I’m not blaming you for the decisions they’ve coerced you into making, but I am asking you to consider them with some real scrutiny. A big part of what you always liked about the organization was that, in your words, they encouraged their members to really study, and think deeply. They said we should not blindly follow, but have a deep understanding of our beliefs.
So ask yourself: Do you think it’s right that positions of leadership, down to who gets to hold a microphone or say a prayer, should all be in the hands of men? Do you honestly think women are inferior, and should be subjects of men?
JWs maintain that women are not to hold positions of power, of any sort. They are to be in subjection to their husbands. When I was nine, my mom married a member in good standing. They never told us why he wasn’t allowed to see his other daughters, but I have my suspicions. He became progressively more abusive after they were married, but the elders kept telling mom to display humility with her husband, and to be “meek.” She was eventually disfellowshipped for leaving him and marrying another member after a decade of celibacy.
Do you really think Jehovah disapproved of your relationship with Stefan? Do you really think his Holy Spirit directed them to punish you for it while you cared for your dying father? Do you really think these men have the right to dictate your life the way they have for the past thirty years?
If you were to research on your own, you would see just how flawed both the doctrines and policies of the Jehovah’s Witnesses are. But you refuse to look outside your own circle of influence because you are scared. You have been told that anything that contradicts how these men interpret the Bible is wrong, and anything that disproves their policies is Apostate. How could you logically consider or evaluate what they’re asking you to do while doing it? It is literally impossible.

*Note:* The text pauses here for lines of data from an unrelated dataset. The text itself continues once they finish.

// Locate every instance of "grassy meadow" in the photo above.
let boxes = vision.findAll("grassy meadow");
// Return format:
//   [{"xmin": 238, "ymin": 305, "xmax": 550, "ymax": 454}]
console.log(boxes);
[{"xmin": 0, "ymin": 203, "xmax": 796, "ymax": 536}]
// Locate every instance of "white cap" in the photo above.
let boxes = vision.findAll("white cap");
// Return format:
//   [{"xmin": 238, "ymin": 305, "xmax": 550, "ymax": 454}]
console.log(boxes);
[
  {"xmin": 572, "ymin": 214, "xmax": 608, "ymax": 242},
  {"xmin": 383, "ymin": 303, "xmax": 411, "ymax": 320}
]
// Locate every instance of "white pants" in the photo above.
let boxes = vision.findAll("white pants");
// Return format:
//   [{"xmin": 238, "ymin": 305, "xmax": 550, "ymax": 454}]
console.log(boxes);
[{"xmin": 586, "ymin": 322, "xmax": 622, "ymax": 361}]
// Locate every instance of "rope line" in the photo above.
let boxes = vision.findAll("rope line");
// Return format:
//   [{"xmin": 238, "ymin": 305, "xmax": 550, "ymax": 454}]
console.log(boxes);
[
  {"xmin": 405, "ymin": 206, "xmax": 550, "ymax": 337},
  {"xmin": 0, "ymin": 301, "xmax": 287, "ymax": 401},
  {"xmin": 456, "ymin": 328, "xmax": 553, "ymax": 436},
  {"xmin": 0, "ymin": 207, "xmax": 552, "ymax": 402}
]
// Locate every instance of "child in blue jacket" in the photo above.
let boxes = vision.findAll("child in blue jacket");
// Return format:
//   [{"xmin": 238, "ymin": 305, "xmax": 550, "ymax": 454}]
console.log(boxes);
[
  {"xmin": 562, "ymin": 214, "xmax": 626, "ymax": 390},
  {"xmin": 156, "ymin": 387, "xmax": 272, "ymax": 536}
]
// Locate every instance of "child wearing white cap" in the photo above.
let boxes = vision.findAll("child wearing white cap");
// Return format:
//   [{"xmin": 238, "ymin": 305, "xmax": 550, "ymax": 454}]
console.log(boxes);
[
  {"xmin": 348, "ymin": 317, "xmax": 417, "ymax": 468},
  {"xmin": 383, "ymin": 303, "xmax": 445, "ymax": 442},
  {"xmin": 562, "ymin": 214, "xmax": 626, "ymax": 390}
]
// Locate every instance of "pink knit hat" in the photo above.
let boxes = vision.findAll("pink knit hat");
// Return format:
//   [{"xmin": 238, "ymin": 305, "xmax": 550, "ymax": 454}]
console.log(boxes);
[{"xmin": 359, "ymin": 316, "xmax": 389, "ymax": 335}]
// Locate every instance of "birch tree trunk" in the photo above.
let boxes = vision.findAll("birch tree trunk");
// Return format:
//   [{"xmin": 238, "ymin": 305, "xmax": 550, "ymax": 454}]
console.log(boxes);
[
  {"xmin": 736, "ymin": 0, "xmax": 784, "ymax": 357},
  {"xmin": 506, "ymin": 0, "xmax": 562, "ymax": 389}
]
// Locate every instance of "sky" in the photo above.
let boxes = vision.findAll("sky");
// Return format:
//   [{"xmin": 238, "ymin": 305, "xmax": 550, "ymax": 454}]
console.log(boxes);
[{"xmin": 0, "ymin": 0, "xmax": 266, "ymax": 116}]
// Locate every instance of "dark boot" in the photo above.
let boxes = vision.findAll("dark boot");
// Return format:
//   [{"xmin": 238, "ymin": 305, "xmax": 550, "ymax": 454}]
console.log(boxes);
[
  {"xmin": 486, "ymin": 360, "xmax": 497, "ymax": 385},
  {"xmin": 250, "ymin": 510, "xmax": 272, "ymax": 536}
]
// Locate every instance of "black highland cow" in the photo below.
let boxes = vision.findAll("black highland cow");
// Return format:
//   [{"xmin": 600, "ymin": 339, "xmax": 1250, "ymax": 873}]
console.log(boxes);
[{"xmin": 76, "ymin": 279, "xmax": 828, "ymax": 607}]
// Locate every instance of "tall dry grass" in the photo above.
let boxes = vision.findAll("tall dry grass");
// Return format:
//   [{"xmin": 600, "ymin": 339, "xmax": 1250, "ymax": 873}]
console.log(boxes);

And I know you think they have done so much for you. But let’s consider what has really happened since you joined. You had a rough past and decided to clean it up in your late 20s. Some people told you they would help you out if you followed a few simple rules. The rules weren’t simple, but then they promised everlasting life. That’s kind of ridiculous, if you think about it, but you were told you could bring your children so long as you raised them to love Jehovah. They raped your youngest, turned your middle child into a pretentious asshole, turned your oldest into a stranger. They punished you when you had proof of your spiritual cleanliness, and you took it.
This leads me to believe that you are scared, tired, and possibly defeated. You have spent over half of your life investing in a lie, and to acknowledge it now would break everything you know. They are your support system and your social life. You traded your family, higher education, career advancement, and financial security for this.
I know what it’s like to leave and have almost no one.
I was disfellowshipped after years of sexual abuse, and later reinstated so that my mom would talk to me. They punished me for being a victim. They do this often.
It’s been fourteen years since I’ve stepped foot in a Kingdom Hall.
JWs have their own vocabulary for everything. You’re not allowed to call it “going to church.” It’s not a church. It’s a Kingdom Hall. Sigh.
And the truth is, the only reason you’d ever find me back in one is to confront the elders about their abuse, or to convince people to leave. That’s right Mom, I’m the worst thing you could ever imagine. I’m an Apostate, and I’m proud of it.
I know that means you’re probably going to chose Jehovah’s Witnesses over me, again. I understand why you’d do that, but I want you to know that I will always love you and hold out hope that you break free. That you realize these are just men, without any real connection to God.
I hope that someday you will be proud of me. I hope you will understand what a fantastic daughter you raised. How strong and tenacious I am, how fiercely I fight for what I believe in, and how much I love you.